A more collaborative approach allows even seasoned healthcare professionals to continually gain fresh insights, said another panelist, Susan J. Corbridge, PhD, APRN, the associate dean for practice and community partnerships in the College of Nursing at the University of Illinois at Chicago.

"When you work as a team, as a high-functioning team, you really learn from each other," she said. "I've been a nurse practitioner for over 20 years and I learn something new every day."

Keeping Pace

The collaborative approach also can help smaller practices survive in an era of increased subspecialization, said Mark DeFrancesco, MD, who is a member of one of the five working groups for NAM's Action Collaborative.

DeFrancesco sat in the audience for a session at the May 2 meeting on redesigning workflow to help primary care specialists. A former president of the American College of Obstetricians and Gynecologists (ACOG), DeFrancesco said he and his colleagues often serve as the de facto primary care physicians for many women. Yet, at the same time, specialists in obstetrics and gynecology must keep up with new technology.

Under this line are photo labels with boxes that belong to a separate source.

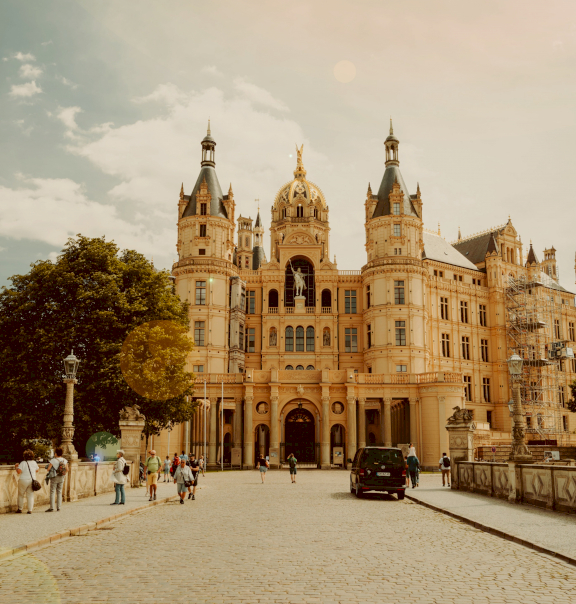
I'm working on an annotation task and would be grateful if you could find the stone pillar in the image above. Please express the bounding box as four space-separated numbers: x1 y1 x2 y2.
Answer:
441 409 476 489
119 407 146 487
408 398 421 446
270 385 280 468
346 393 358 468
358 397 366 449
382 398 392 447
320 386 331 470
208 399 218 468
243 396 254 470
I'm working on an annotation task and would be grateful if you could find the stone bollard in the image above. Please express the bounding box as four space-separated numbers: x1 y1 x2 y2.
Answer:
119 405 146 487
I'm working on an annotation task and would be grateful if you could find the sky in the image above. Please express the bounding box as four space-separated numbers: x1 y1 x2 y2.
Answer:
0 0 576 291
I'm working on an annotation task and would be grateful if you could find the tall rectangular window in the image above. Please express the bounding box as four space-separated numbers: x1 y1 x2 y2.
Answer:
395 321 406 346
462 336 470 361
344 289 356 315
480 340 488 363
344 327 358 352
196 281 206 306
442 333 450 357
245 327 256 352
464 375 472 403
394 281 404 304
246 290 256 315
460 300 468 323
482 378 492 403
440 297 448 321
478 304 488 327
194 321 204 346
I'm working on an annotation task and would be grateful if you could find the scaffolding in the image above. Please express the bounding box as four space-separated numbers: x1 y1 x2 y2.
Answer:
506 273 567 446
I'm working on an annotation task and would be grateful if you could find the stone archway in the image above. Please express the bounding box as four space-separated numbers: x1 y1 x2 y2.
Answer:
284 408 316 463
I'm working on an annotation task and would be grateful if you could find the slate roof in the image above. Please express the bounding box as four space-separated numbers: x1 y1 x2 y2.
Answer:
422 231 478 271
372 165 418 218
182 166 228 218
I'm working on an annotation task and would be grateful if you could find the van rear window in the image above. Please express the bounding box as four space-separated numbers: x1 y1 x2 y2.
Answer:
361 449 404 465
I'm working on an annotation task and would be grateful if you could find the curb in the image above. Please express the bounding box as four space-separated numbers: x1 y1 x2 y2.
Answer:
0 495 178 562
405 495 576 566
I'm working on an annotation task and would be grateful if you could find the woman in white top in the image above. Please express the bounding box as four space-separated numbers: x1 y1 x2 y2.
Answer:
110 449 128 505
46 447 68 512
14 449 38 514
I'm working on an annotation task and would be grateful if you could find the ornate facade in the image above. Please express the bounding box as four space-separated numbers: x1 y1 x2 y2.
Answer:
168 127 576 468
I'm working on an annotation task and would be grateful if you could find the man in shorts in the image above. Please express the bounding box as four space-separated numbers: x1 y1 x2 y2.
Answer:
145 449 162 501
188 453 200 499
438 453 450 487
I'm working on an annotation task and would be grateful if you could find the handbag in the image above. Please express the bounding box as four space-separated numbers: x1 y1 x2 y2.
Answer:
26 462 42 491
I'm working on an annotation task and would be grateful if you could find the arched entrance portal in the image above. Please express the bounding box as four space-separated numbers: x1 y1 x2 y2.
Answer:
284 409 315 463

"You've got robotic surgeries, You've got minimally invasive surgery. Everybody can't do everything like they could do 30 years ago," DeFrancesco said.

At his practice in Connecticut, there's been increased use of what he calls "collaborative providers," such as midwives and advanced practice registered nurses.

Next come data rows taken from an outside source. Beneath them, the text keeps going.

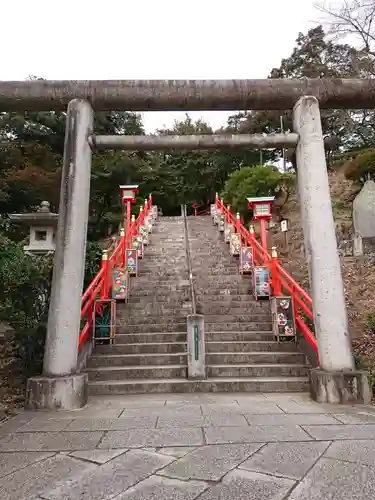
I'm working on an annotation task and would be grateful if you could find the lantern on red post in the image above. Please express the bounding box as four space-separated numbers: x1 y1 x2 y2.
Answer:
247 196 275 251
120 184 138 230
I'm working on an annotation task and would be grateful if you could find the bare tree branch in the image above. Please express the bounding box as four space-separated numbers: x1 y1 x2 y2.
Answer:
315 0 375 57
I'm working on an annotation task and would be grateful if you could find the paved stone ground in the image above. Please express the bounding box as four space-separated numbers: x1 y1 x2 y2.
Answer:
0 394 375 500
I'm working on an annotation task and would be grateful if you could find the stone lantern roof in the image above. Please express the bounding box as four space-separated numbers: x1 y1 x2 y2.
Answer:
9 201 59 227
9 201 59 255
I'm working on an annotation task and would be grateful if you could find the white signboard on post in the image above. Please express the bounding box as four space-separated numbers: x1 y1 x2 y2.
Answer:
281 219 288 233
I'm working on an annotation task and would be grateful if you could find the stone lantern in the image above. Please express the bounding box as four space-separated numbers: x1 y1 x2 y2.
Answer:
9 201 59 256
247 196 275 250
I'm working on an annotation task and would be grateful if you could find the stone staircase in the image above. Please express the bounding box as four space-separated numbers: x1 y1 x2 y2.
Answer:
87 213 308 394
87 217 191 394
188 217 308 392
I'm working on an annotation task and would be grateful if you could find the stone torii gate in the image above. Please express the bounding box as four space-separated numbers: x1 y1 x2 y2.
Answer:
0 79 375 409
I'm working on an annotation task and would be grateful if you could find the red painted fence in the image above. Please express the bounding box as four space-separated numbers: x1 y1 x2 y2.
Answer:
78 195 152 350
216 197 318 354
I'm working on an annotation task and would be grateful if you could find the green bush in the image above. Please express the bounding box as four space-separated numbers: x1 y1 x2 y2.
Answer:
343 149 375 184
0 233 101 377
366 312 375 333
221 165 294 216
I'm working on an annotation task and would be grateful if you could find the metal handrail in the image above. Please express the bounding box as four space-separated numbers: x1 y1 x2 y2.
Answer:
181 205 197 314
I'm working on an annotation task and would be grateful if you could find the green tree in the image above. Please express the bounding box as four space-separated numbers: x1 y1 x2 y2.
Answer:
242 26 375 155
221 165 294 216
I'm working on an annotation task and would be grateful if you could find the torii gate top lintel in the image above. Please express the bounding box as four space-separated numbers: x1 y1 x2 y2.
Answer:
0 78 375 111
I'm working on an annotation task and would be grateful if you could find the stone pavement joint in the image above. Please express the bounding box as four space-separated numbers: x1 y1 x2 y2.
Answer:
0 393 375 500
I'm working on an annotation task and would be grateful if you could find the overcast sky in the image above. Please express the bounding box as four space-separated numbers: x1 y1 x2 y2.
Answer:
0 0 317 132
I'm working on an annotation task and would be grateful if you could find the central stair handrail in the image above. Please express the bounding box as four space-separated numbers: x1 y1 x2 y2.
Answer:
181 205 197 315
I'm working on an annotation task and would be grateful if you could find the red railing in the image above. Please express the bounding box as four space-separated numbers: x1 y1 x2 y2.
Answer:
191 203 210 217
78 195 152 350
216 196 318 355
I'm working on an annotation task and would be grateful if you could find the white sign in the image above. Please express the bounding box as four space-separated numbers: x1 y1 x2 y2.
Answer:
281 220 288 233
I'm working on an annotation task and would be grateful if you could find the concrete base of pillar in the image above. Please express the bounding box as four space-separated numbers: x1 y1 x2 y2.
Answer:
187 314 206 380
25 373 88 410
310 368 372 404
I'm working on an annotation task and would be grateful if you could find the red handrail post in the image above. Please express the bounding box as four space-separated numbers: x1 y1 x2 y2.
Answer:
100 250 109 299
259 218 267 252
120 229 126 267
249 224 258 265
271 247 282 297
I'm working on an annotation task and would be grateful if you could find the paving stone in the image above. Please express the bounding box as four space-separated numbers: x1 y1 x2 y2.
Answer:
119 405 202 418
288 458 375 500
98 427 203 449
245 413 339 425
199 470 295 500
157 413 247 428
36 406 123 420
70 448 129 465
333 413 375 424
0 455 97 500
0 432 104 451
0 452 53 477
158 446 196 458
204 424 312 444
113 476 209 500
324 436 375 466
263 392 312 403
42 450 173 500
303 424 375 441
0 412 35 437
277 401 327 413
159 444 262 481
66 415 157 431
202 400 283 415
16 418 72 432
240 441 330 479
108 395 167 409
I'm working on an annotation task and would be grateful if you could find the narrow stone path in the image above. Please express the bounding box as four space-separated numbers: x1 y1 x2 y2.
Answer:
0 393 375 500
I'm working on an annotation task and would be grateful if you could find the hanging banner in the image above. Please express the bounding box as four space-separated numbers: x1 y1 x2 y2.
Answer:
229 233 241 257
224 224 234 244
112 268 129 300
271 296 296 342
125 248 138 276
214 208 220 226
139 226 148 245
253 266 270 300
240 247 254 274
218 214 225 233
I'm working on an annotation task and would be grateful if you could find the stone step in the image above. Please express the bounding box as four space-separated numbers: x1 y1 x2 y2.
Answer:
114 328 187 347
116 321 187 334
116 307 271 326
204 311 271 324
116 316 191 326
204 319 272 332
130 288 190 298
205 330 274 342
94 340 188 355
207 340 296 353
89 377 310 396
89 352 187 368
206 351 305 365
207 363 309 378
125 301 271 317
130 286 250 296
86 365 187 381
128 293 262 304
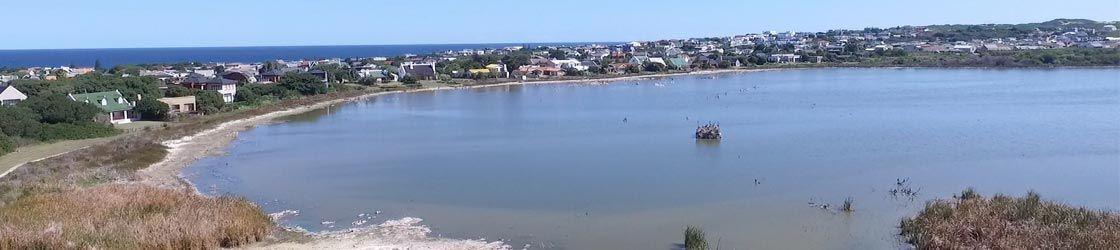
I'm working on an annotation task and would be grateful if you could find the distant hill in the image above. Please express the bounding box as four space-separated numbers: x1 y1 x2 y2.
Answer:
925 19 1120 40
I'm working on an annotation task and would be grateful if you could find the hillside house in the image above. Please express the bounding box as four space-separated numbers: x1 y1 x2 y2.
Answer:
0 85 27 105
67 91 140 124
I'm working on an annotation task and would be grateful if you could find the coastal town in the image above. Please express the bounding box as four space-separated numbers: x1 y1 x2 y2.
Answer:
0 19 1120 249
0 19 1120 123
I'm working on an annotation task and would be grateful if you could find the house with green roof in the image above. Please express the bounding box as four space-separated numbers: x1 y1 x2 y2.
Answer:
669 56 690 71
68 91 140 124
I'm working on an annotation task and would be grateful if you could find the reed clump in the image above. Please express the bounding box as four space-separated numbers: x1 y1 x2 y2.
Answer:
0 184 273 249
684 225 708 250
840 197 855 213
900 188 1120 249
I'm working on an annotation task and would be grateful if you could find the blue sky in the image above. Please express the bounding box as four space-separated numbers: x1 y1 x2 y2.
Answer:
0 0 1120 49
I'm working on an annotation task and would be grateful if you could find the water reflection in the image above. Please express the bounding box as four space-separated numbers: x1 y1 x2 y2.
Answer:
187 68 1120 249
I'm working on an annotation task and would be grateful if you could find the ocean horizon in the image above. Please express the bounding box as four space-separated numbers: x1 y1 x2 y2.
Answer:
0 41 617 68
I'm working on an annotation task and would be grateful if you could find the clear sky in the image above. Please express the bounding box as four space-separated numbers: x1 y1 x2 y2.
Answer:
0 0 1120 49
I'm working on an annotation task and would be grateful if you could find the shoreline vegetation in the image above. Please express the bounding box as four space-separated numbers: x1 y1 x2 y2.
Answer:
0 67 1120 249
899 188 1120 249
0 17 1120 249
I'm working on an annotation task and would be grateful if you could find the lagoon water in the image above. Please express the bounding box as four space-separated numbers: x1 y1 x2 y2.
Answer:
185 68 1120 249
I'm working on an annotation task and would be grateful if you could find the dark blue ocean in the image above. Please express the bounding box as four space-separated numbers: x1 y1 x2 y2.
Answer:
0 43 613 67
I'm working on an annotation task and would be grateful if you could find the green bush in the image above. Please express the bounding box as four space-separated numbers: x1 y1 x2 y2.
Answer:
684 225 708 250
133 99 171 121
0 107 43 137
280 73 327 95
19 95 104 123
0 133 16 156
38 122 120 141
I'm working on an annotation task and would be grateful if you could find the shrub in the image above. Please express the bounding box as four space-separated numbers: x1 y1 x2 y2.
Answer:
956 187 980 200
19 95 104 123
900 191 1120 249
0 133 16 156
133 99 171 121
37 122 120 141
0 107 43 137
684 225 708 250
0 184 272 249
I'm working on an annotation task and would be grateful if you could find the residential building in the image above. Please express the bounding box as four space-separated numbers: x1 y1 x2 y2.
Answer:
67 91 140 124
0 85 27 105
178 74 237 102
398 63 436 80
158 95 198 114
669 57 691 71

"Everybody's working to the top of their licenses," he said. "We're not doing this across our whole group. But ultimately we're doing it more and more."

Panelist Rebecca Shunk, MD, thanked DeFrancesco for both his comments and the way he spoke about his colleagues in his practice.

"I was worried that the 'M' word would come out," Shunk said. "I was so impressed that you did not use the word 'midlevel.'"

DeFrancesco replied that he had not used this term in many years. Nurse practitioners object to the terms "midlevel" and "extender" for their role. Clinicians need to remember that their choice of words matters in terms of building a cohesive team, Shunk, who is co-director at the Center of Excellence in Primary Care Education at the San Francisco VA Medical Center in California, later explained to Medscape Medical News.

"Calling someone a 'midlevel' implies you believe they are not practicing a high level. This is clearly not the case," Shunk wrote in an e-mail. "We need all team members practicing together. When we use disrespectful language it limits our ability to create cohesive high functioning teams."